Il ferro che stavano lavorando era il migliore che Devan e Gus avessero ottenuto sinora. All’inizio Devan aveva richiesto dei volontari che cercassero una cava di minerale grezzo; molti interruppero ciò che stavano facendo e si divisero a gruppi in tutte le direzioni per cercare. I primi rapporti riguardavano solo gli animali che erano stati avvistati, alcuni orsi fuggiti nel sottobosco al loro apparire, qualche volpe e qualche lupo (un uomo disse di aver visto un bufalo e qualche cerbiatto).
Un altro uomo avvistò la colonia degli accoliti di Sudduth sistemata a circa venti miglia a sud del lago, in cave calcaree. Disse, pur non essendosi avvicinato di molto, che i “Sudduthiti” avevano preso assai seriamente la faccenda del nudismo, nel quale Sudduth aveva visto, dopo il passaggio dall’Ago e la perdita generale degli abiti, un segno del volere di Dio. Anzi questo improvvisato reporter fu poi preso in giro dagli amici, insospettiti dalle dichiarazioni su cose viste — stando a quanto lui stesso disse — a distanza. Lo scherzò finì in rissa.
Infine alcuni uomini trovarono il rosso minerale dove meno si aspettavano di trovarlo, vicinissimo al campo e quasi in superficie. Cominciarono a lavorarlo nel vecchio modo, caricandolo dapprima su traini di legno, che trascinavano poi lungo il terreno, fin tanto che non si poté fabbricare un vero carro con le ruote.
Devan fece il primo tentativo di estrarre il ferro, da solo, in una fornace allestita all’aperto, mentre soffiava un vento gelido e Betty gli stava accanto per incoraggiarlo. Dopo diversi giorni fu possibile spegnere il fuoco e Devan con orgoglio poté presentare la massa di ferro estratto. Era soffice e malleabile e senz’altro sproporzionato all’enorme fatica fatta da Devan, ma era all’inizio.

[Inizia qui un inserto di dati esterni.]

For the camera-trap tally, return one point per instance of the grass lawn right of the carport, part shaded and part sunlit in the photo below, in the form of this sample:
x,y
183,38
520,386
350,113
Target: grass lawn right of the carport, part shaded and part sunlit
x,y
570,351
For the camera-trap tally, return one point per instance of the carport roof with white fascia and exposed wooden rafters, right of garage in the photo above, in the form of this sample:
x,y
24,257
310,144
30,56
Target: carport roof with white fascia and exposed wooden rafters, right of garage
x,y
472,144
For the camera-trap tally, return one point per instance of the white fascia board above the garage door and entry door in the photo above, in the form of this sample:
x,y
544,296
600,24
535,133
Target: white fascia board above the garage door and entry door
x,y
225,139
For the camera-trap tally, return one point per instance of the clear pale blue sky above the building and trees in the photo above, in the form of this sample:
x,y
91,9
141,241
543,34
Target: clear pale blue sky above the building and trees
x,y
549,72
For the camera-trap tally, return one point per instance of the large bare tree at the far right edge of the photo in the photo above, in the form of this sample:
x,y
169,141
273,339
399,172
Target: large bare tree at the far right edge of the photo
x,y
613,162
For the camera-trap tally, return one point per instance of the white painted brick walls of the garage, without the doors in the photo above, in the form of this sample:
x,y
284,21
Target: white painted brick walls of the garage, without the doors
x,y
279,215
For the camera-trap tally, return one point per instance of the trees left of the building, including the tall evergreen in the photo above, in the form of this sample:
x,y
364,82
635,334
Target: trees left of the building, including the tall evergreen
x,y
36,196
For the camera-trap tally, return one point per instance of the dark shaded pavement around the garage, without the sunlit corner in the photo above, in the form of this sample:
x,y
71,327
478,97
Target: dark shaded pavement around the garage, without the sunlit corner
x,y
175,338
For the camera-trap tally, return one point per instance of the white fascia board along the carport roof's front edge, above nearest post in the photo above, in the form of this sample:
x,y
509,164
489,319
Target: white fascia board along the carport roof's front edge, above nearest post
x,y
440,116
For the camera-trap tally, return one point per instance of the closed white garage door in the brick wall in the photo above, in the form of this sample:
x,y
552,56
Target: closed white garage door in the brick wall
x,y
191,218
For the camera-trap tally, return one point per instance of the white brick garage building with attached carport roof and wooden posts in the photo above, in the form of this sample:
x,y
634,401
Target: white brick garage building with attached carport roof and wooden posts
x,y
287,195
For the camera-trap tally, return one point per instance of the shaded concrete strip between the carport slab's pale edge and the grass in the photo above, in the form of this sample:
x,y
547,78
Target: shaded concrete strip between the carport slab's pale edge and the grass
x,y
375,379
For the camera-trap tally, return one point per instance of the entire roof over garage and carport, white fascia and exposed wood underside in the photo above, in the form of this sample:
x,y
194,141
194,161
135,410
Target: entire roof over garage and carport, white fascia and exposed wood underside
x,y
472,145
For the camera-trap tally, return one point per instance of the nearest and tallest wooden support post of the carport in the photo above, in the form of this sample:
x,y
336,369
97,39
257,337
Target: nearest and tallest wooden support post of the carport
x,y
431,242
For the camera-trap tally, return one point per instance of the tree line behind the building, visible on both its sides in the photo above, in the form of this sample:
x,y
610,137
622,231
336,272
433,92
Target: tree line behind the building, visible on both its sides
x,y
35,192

Un mattino, un uomo che sino a quel momento si era occupato della caccia e della pesca, si fermò a osservare i lavori. Era Gus Nelson. — Perché non cercate di costruire un altoforno? — aveva chiesto a Devan.

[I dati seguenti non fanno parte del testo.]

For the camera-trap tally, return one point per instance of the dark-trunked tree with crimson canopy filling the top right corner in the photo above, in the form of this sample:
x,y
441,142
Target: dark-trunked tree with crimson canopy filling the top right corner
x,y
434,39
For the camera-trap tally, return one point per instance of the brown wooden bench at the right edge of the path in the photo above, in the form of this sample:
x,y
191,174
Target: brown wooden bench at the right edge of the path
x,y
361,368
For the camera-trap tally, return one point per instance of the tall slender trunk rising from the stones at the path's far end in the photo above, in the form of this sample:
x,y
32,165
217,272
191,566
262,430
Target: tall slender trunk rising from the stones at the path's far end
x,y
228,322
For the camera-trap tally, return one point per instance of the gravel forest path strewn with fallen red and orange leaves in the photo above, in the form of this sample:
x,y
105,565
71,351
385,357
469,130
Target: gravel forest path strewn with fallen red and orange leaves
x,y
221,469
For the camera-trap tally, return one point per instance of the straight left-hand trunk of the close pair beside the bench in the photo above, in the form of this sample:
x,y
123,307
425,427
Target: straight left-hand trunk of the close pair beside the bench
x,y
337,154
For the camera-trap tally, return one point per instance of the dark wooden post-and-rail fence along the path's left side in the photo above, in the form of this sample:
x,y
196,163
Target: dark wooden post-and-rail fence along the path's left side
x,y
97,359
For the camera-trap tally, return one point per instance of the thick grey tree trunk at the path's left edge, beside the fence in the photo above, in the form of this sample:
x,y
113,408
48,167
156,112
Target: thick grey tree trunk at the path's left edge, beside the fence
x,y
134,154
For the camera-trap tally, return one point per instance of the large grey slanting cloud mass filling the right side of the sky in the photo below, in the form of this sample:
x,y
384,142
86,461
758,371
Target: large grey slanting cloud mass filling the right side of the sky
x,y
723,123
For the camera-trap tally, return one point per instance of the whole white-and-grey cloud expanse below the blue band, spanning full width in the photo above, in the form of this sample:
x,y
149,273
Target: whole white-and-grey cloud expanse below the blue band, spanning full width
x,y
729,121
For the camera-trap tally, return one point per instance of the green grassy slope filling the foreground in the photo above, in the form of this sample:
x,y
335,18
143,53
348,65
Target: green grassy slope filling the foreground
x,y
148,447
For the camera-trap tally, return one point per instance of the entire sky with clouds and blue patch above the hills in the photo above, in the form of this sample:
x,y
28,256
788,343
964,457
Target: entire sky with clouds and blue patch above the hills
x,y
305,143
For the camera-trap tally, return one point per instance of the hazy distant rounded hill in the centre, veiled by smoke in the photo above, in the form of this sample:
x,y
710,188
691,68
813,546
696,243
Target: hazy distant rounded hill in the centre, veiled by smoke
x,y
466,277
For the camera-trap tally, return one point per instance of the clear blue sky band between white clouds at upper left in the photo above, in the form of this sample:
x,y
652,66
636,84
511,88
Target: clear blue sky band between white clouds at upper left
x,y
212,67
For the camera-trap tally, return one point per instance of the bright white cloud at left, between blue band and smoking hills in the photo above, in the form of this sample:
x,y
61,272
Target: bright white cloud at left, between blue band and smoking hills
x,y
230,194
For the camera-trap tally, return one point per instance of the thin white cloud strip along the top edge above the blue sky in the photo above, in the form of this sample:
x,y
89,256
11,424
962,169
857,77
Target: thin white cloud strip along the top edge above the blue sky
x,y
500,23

— È quello che penso di fare — aveva risposto Devan — ho voluto però fare alcune prove per vedere cosa si potesse concludere con un’attrezzatura così elementare.
Poi, osservando la possente muscolatura dell’uomo, le sue larghe spalle e l’onesto azzurro dei suoi occhi, chiese al giovane: — Ehi ragazzo, perché invece di star lì a dar consigli non mi dai una mano?
— Preferisco pescare — rispose con un sorriso luminoso.
— Piacerebbe anche a me. Ma abbiamo bisogno di ferro. Com’è la pesca?
— Abbastanza buona.
— Potrebbe anche andar meglio.
— E in che modo?
— Con gli uncini. Di ferro. — Devan vide che il ragazzo appariva interessato e continuò: — Ci occorrono arpioni. Punte d’acciaio per le frecce. Coltelli per scorticare. Perché non ci stai anche tu? Traylor Nelson, il più vicino concorrente all’acciaio U.S.A. da questa parte dell’Ago.